順子覺得,李桐被搶是一回事,被殺就完全是另外一回事了。
據(jù)傳言,徐宣把李桐搶到林子裡後,“戲射殺之。”怎麼戲的,怎麼射殺的,順子覺得還是不要自費腦容量去想的好。如果說遇見被劫的李桐時,順子還想回家勸唐衡棄惡從善的話,現(xiàn)在順子完全是助紂爲(wèi)虐了。
這年頭,你乖乖做人,都能被人殺了,人家連當(dāng)小老婆的機(jī)會都不給你,媽的,那我還當(dāng)什麼好人?!
所以,當(dāng)單超、具瑗、徐璜、左悺和唐衡這五個中常侍同日封侯,被人稱爲(wèi)“五侯”時,順子覺得,自身安全指數(shù)漲了一個百分點。
“爹,您這汝陽侯給您帶來啥好處啊?”順子把剛剛學(xué)會的糖醋里脊端了上來,這糖醋里脊,是順子穿前的摯愛啊,順子一閒下來,就下廚房琢磨這糖醋里脊是怎麼做的。後來才發(fā)現(xiàn),原來很簡單:把豬肉切成手指頭那麼粗,醃過後裹上澱粉糊糊,然後一根兒一根兒得下油炸了,最後裹上炒熱的糖漿糊就可以起鍋啦!
“封三千戶,賜錢三百萬。和左悺一樣,不過比起其他仨人算少的了。”唐衡夾起一根豬裡脊,一臉幸福的表情,“怎麼,我家順子是小官迷?”

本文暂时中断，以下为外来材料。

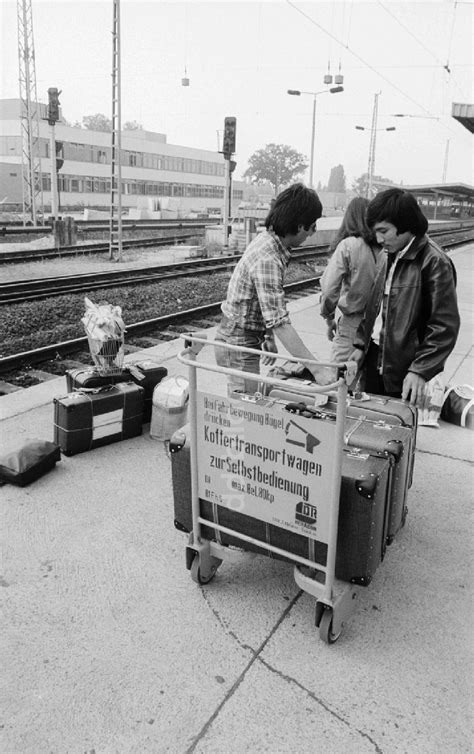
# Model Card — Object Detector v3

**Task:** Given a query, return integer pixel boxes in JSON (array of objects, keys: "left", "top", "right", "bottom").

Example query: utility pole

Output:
[
  {"left": 16, "top": 0, "right": 44, "bottom": 225},
  {"left": 222, "top": 116, "right": 237, "bottom": 248},
  {"left": 48, "top": 87, "right": 61, "bottom": 221},
  {"left": 367, "top": 92, "right": 380, "bottom": 199},
  {"left": 109, "top": 0, "right": 122, "bottom": 261},
  {"left": 441, "top": 139, "right": 449, "bottom": 183}
]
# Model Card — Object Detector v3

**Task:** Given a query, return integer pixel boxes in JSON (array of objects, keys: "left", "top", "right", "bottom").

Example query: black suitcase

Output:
[
  {"left": 266, "top": 362, "right": 418, "bottom": 544},
  {"left": 282, "top": 393, "right": 415, "bottom": 544},
  {"left": 169, "top": 425, "right": 390, "bottom": 586},
  {"left": 54, "top": 382, "right": 144, "bottom": 456},
  {"left": 66, "top": 359, "right": 168, "bottom": 424}
]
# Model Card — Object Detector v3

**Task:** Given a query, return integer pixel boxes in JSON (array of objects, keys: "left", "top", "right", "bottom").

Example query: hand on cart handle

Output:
[
  {"left": 260, "top": 333, "right": 278, "bottom": 366},
  {"left": 184, "top": 332, "right": 207, "bottom": 356},
  {"left": 344, "top": 361, "right": 359, "bottom": 385}
]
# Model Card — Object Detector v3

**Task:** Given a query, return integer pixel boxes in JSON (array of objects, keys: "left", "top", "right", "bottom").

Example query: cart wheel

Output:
[
  {"left": 319, "top": 608, "right": 341, "bottom": 644},
  {"left": 191, "top": 555, "right": 222, "bottom": 584}
]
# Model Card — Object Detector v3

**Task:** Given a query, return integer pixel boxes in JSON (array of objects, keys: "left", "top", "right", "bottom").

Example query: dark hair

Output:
[
  {"left": 265, "top": 183, "right": 323, "bottom": 238},
  {"left": 367, "top": 188, "right": 428, "bottom": 236},
  {"left": 330, "top": 196, "right": 376, "bottom": 251}
]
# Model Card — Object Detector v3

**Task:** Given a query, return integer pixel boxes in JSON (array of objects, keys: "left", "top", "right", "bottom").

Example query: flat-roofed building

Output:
[{"left": 0, "top": 99, "right": 245, "bottom": 217}]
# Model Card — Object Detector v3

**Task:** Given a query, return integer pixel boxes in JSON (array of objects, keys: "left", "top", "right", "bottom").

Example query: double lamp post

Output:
[{"left": 288, "top": 86, "right": 344, "bottom": 188}]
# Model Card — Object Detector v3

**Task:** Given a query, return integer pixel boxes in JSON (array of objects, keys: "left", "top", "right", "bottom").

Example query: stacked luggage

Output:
[
  {"left": 54, "top": 360, "right": 168, "bottom": 456},
  {"left": 170, "top": 360, "right": 417, "bottom": 586}
]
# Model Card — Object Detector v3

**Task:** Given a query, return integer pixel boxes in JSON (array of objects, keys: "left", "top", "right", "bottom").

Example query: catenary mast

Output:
[
  {"left": 17, "top": 0, "right": 44, "bottom": 225},
  {"left": 109, "top": 0, "right": 122, "bottom": 260}
]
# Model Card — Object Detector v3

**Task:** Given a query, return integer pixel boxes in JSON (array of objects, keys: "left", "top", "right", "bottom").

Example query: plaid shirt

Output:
[{"left": 221, "top": 231, "right": 290, "bottom": 331}]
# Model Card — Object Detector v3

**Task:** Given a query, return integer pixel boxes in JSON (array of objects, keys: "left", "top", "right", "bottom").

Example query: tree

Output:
[
  {"left": 244, "top": 144, "right": 308, "bottom": 194},
  {"left": 123, "top": 120, "right": 143, "bottom": 131},
  {"left": 82, "top": 113, "right": 112, "bottom": 133},
  {"left": 328, "top": 165, "right": 346, "bottom": 194}
]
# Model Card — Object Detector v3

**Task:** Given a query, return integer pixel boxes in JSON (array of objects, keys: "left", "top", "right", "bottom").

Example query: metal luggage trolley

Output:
[{"left": 178, "top": 334, "right": 357, "bottom": 644}]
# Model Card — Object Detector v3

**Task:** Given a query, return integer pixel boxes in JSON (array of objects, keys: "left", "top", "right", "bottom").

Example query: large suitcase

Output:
[
  {"left": 286, "top": 393, "right": 416, "bottom": 544},
  {"left": 66, "top": 359, "right": 168, "bottom": 424},
  {"left": 169, "top": 425, "right": 390, "bottom": 586},
  {"left": 54, "top": 382, "right": 144, "bottom": 456},
  {"left": 268, "top": 362, "right": 418, "bottom": 544}
]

“以前我覺得,人品不重要,錢才重要;錢不重要,權(quán)才重要;權(quán)不重要,命才重要。但李桐那件事讓我發(fā)現(xiàn),沒官就沒權(quán),沒權(quán)就沒命。所以您封汝陽侯,我覺得總不是壞事。雖然爬得越高,有可能跌得越慘。”順子看見自家老爹臉有點僵,趕緊補(bǔ)了一句,“不過若是官能當(dāng)成曹阿瞞他爺爺那樣兒,再有權(quán)也沒事兒。”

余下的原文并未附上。